See also https://fedoraproject.org/wiki/QA:Updates_Testing for more information on how to test updates.

Comment 11 Geraldo SimiĆ£o 2022-05-26 13:02:31 UTC
This update fixed the bug, no more perf crashes.
perf-5.17.11-300.fc36.x86_64

Comment 12 Fedora Update System 2022-05-28 01:15:05 UTC
FEDORA-2022-8095b23575 has been pushed to the Fedora 36 stable repository.
If problem still persists, please make note of it in this bug report.

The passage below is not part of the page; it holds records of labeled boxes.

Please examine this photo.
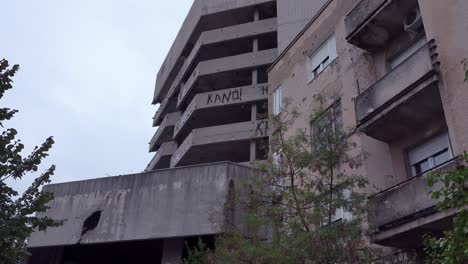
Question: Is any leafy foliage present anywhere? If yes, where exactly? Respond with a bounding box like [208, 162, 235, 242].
[185, 97, 377, 263]
[0, 59, 61, 264]
[425, 155, 468, 264]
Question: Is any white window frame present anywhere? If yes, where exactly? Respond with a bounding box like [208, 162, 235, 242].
[408, 132, 453, 177]
[307, 34, 338, 81]
[273, 86, 283, 116]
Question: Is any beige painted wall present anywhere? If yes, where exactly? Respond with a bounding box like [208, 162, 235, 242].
[419, 0, 468, 155]
[269, 0, 468, 192]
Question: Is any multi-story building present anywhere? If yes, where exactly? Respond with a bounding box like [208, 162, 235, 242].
[147, 0, 278, 170]
[28, 0, 468, 264]
[269, 0, 468, 260]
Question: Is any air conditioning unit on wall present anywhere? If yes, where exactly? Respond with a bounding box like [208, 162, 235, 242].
[404, 7, 423, 34]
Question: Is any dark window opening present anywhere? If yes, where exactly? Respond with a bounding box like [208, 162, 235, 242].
[81, 211, 101, 235]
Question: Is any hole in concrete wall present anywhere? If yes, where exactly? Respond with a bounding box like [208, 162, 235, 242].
[81, 211, 101, 235]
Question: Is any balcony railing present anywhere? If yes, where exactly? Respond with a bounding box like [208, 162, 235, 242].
[356, 41, 437, 124]
[177, 48, 278, 107]
[367, 157, 463, 230]
[149, 112, 180, 152]
[174, 83, 268, 138]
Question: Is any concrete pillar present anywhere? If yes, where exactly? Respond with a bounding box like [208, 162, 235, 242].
[161, 238, 184, 264]
[250, 9, 260, 162]
[418, 0, 468, 155]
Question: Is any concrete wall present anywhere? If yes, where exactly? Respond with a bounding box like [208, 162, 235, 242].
[418, 0, 468, 155]
[269, 0, 397, 191]
[277, 0, 328, 53]
[153, 0, 274, 103]
[28, 163, 252, 248]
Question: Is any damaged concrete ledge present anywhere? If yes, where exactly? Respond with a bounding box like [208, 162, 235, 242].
[174, 83, 268, 138]
[171, 119, 270, 167]
[146, 141, 177, 171]
[153, 0, 274, 103]
[28, 162, 253, 248]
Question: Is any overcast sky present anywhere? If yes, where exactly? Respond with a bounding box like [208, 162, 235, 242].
[0, 0, 192, 193]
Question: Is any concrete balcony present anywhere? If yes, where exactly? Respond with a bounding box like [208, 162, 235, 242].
[146, 141, 177, 171]
[153, 0, 276, 103]
[177, 48, 277, 108]
[153, 97, 177, 127]
[28, 162, 255, 248]
[355, 41, 443, 142]
[166, 18, 277, 102]
[174, 84, 268, 138]
[149, 112, 181, 152]
[345, 0, 418, 51]
[367, 158, 465, 248]
[171, 119, 269, 167]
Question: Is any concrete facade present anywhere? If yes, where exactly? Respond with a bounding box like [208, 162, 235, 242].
[147, 0, 278, 170]
[28, 162, 254, 264]
[269, 0, 468, 260]
[25, 0, 468, 264]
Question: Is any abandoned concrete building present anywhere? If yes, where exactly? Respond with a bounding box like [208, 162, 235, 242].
[28, 0, 468, 264]
[269, 0, 468, 263]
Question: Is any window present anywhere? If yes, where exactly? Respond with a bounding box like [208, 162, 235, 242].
[390, 37, 427, 70]
[408, 133, 453, 176]
[311, 102, 343, 150]
[273, 86, 283, 115]
[309, 35, 338, 80]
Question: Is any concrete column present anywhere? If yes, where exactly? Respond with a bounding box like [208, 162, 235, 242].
[250, 9, 260, 162]
[161, 238, 184, 264]
[418, 0, 468, 155]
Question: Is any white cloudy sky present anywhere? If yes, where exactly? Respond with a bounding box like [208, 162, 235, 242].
[0, 0, 192, 192]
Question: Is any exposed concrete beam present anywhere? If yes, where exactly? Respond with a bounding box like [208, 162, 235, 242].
[171, 119, 270, 167]
[149, 112, 181, 152]
[177, 48, 277, 107]
[161, 18, 277, 105]
[153, 97, 177, 126]
[153, 0, 275, 103]
[356, 42, 436, 123]
[174, 84, 268, 138]
[146, 141, 177, 171]
[28, 162, 253, 248]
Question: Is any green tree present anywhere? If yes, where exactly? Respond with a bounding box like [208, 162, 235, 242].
[204, 96, 377, 263]
[0, 59, 61, 264]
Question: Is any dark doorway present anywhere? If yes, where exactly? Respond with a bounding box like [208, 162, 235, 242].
[62, 240, 163, 264]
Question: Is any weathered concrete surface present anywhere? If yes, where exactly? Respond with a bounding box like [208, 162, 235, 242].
[28, 162, 252, 248]
[153, 0, 274, 103]
[345, 0, 391, 45]
[356, 43, 436, 123]
[146, 141, 177, 171]
[345, 0, 418, 51]
[149, 112, 181, 152]
[277, 0, 329, 53]
[174, 84, 268, 138]
[153, 97, 177, 126]
[177, 48, 278, 107]
[171, 119, 270, 167]
[367, 160, 463, 230]
[161, 238, 185, 264]
[154, 18, 277, 125]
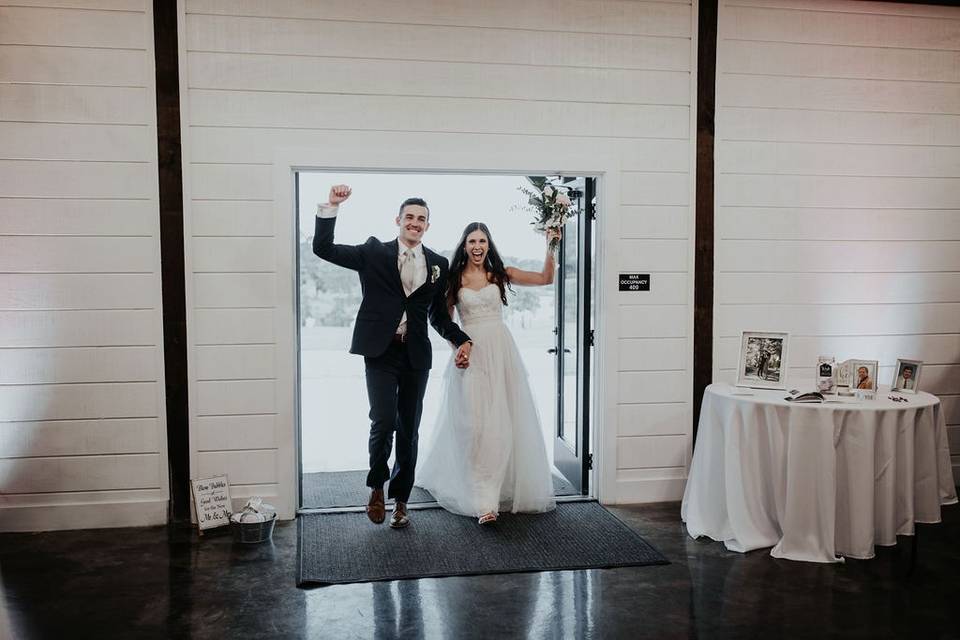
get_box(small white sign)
[190,476,233,531]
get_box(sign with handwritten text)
[190,476,233,531]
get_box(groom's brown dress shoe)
[367,489,387,524]
[390,502,410,529]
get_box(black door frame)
[553,176,597,495]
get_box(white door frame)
[273,141,621,519]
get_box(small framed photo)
[737,331,790,389]
[850,360,880,392]
[890,358,923,393]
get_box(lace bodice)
[457,283,503,326]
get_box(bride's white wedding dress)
[416,284,556,517]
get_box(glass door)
[550,178,596,494]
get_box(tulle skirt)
[416,318,556,517]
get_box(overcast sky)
[300,172,546,266]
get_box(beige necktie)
[400,249,417,296]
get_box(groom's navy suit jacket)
[313,217,470,369]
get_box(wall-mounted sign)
[190,476,233,533]
[620,273,650,291]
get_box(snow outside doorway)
[297,172,557,480]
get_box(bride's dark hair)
[447,222,513,306]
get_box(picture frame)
[849,359,880,392]
[837,360,853,396]
[737,331,790,389]
[816,356,837,396]
[890,358,923,393]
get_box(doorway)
[295,171,596,510]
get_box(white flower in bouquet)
[515,179,579,251]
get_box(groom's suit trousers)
[364,342,430,502]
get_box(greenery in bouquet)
[518,177,577,251]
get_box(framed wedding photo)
[890,358,923,393]
[850,360,880,392]
[737,331,790,389]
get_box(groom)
[313,184,472,529]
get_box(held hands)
[330,184,353,205]
[454,342,473,369]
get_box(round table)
[681,383,957,562]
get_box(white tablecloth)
[681,384,957,562]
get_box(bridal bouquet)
[519,179,576,251]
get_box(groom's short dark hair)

Comment 13 Fedora Update System 2022-05-28 01:21:54 UTC
FEDORA-2022-b2cde267d9 has been pushed to the Fedora 35 stable repository.
If problem still persists, please make note of it in this bug report.

Comment 14 Fedora Update System 2022-05-28 01:32:27 UTC
FEDORA-2022-014c3a24d9 has been pushed to the Fedora 34 stable repository.
If problem still persists, please make note of it in this bug report.